Redaksi : Rabu, 20 Mei 2020 09:09
Jasad pembunuh Babinsa Buton dievakuasi.

BUTON, BUKAMATA - Komang Pekel, pelaku pembunuhan Serda Baso Hadang, Babinsa Kodim 1413 Buton ditangkap pada Selasa malam, 19 Mei 2020. Sekitar pukul 20.30 Wita.

Namun saat pengembangan untuk mencari barang bukti sekira satu jam usai dibekuk, Komang mencoba melarikan diri. Dia melawan aparat dan loncat dari atas mobil.

"Dor!!!" tembakan peringatan polisi tak dihiraukan. Akhirnya, sebuah timah panas meluncur ke arahnya dan menembus dada Komang.

Komang pun terkapar meregang nyawa di jalan raya.

Komang diamankan anggota Polres Baubau di Kelurahan Ngkaring-Ngkaring, Kecamatan Bungi, Kota Baubau. Sekitar jam 21.00 Wita dilakukan penyerahan tersangka kepada jajaran Opsnal Satuan Reskrim Polres Baubau dan Jajaran Opsnal Satuan Intelkam Polres Baubau di depan kantor Camat Bungi Kota Baubau untuk dilakukan pengembangan lebih lanjut.

Tiga puluh menit kemudian, tepatnya jam 21.30 Wita, polisi kemudian melakukan pengembangan dan pengambilan barang bukti di sekitar kantor Lurah Kantalai Kecamatan Bungi Kota Baubau. Saat digelar pengembangan, Komang mencoba melawan dan berusaha melarikan diri dengan cara melompat dari mobil.

Aparat keamanan dari Polres Baubau pun sigap. Mereka kemudian pangsung memberikan tembakan peringatan. Namun hal itu termyata tidak diindahkan oleh tersangka. Polisi lalu melakukan tindakan tegas dengan melumpuhkan tersangka hingga meninggal dunia.
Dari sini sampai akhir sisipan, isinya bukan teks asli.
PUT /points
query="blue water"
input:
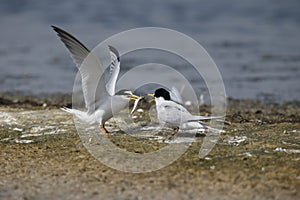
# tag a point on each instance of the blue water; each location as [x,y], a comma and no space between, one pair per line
[255,44]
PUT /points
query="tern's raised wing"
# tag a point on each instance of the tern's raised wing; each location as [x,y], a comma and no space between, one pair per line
[113,70]
[91,69]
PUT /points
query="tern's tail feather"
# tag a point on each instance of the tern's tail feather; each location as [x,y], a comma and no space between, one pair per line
[80,114]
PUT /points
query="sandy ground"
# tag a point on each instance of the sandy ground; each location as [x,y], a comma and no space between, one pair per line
[257,158]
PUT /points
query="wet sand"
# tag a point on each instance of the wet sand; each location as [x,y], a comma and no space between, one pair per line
[42,157]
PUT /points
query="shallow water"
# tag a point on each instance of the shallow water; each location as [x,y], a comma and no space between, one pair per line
[255,44]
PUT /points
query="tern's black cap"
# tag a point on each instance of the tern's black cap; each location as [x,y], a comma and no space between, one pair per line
[161,92]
Sekitar pukul 22.30 Wita, jenazah tersangka dievakuasi ke RS. Palagimata Kota Baubau guna divisum.

Kepala Bidang hubungan masyarakat masyarakat  (Kabid Humas) Polda Sultra Kombes Pol Ferry Walintukan dilansir dari Lentera Sultra, membenarkan pengungkapan pelaku pembunuhan anggota TNI dari Kodim Buton tersebut. “Saat ditangkap, pelaku mencoba melarikan diri, hingga akhirnya dilumpuhkan,” kata Ferry.